In the process, most of the seniors left the organization and took their students with them. Most just stopped attending all national events, although some of their American born students migrated to the AAU. USAT lost about 80% or more of the USTU membership, and the organization limps along with about 5-8000 members, down from 40-50,000 during the USTU days.
Because there are less members, USAT raised prices to keep revenues up. This caused even more members to leave.
We also lost our referee infrastructure. USTU used to certify about 1000 referees per year. I don't know what the numbers are now, but it probably 10-20% of that.
Seven years later, we are where we are, on the brink of bankruptcy and financial failure.
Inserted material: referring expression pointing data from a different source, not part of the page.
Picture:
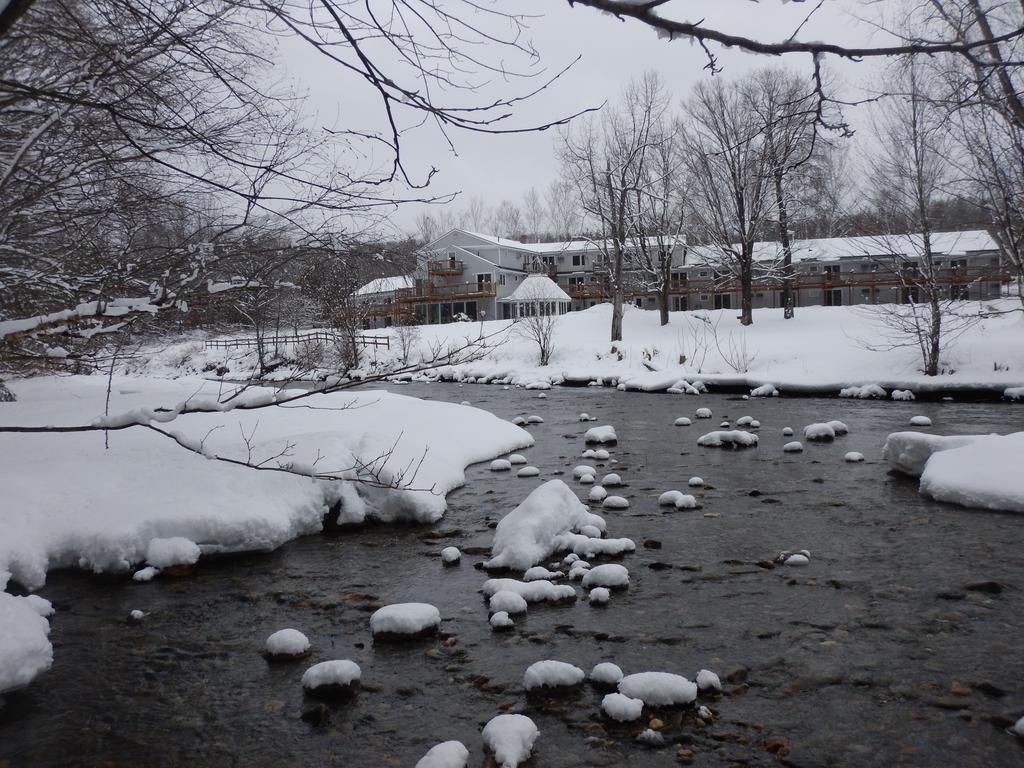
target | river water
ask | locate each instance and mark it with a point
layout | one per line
(899, 644)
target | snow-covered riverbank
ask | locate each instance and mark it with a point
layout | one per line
(70, 502)
(821, 351)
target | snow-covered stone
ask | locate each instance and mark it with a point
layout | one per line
(287, 643)
(165, 553)
(622, 708)
(605, 434)
(336, 679)
(728, 438)
(445, 755)
(510, 738)
(708, 680)
(552, 674)
(658, 688)
(508, 602)
(501, 621)
(404, 620)
(534, 530)
(608, 574)
(605, 674)
(25, 647)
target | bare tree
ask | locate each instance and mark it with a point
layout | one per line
(730, 181)
(605, 161)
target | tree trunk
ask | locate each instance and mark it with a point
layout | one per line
(783, 236)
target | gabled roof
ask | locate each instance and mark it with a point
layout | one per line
(386, 285)
(538, 288)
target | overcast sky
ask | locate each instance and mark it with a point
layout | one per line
(612, 52)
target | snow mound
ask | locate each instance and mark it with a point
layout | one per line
(551, 674)
(605, 434)
(338, 677)
(406, 620)
(531, 531)
(531, 592)
(609, 574)
(445, 755)
(511, 738)
(25, 646)
(658, 688)
(163, 553)
(287, 644)
(708, 680)
(985, 474)
(908, 452)
(501, 621)
(862, 392)
(765, 390)
(606, 674)
(728, 437)
(819, 432)
(622, 708)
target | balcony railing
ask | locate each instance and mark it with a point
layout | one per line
(448, 267)
(456, 291)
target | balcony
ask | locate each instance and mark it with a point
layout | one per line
(445, 267)
(452, 292)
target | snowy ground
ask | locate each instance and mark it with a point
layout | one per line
(823, 349)
(69, 501)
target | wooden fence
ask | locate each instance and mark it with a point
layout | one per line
(314, 337)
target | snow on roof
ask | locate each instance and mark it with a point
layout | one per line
(386, 285)
(833, 249)
(538, 288)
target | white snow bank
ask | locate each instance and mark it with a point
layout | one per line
(658, 688)
(984, 474)
(729, 437)
(445, 755)
(908, 452)
(404, 619)
(69, 502)
(531, 531)
(552, 674)
(25, 646)
(287, 642)
(511, 738)
(622, 708)
(605, 434)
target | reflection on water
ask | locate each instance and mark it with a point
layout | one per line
(892, 647)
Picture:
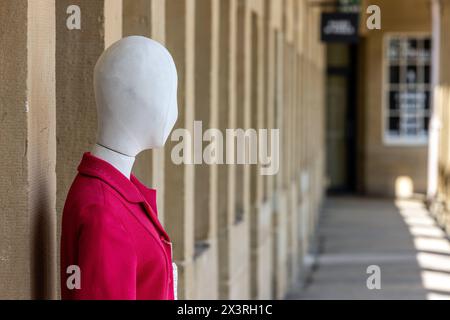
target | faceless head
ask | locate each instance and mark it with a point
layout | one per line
(135, 84)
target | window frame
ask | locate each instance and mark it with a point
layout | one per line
(387, 138)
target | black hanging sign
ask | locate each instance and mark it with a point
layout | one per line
(339, 27)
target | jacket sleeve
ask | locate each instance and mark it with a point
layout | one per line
(106, 256)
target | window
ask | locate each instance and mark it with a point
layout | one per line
(407, 89)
By the way, I predicted all of this way back in the summer of 2004, and was severely criticized by all the angry pro USAT/anti USTU types who felt happy and vindicated that they brought down the USTU. Most of those pro USAT/anti USTU types have now become anti USAT. There they are, people like Ronda, who now find themselves without a life jacket dumped into the ice cold Nordic Sea, doing their best to aim the Titanic into an iceberg. I sit here and say, why bother? The Titanic will hit the iceberg no matter what you do, just like I said it would back in 2004.
That is what happens when your disregard your seniors and put inexperienced people into positions of power for which they have no business being in. Of course it is going to kill the organization.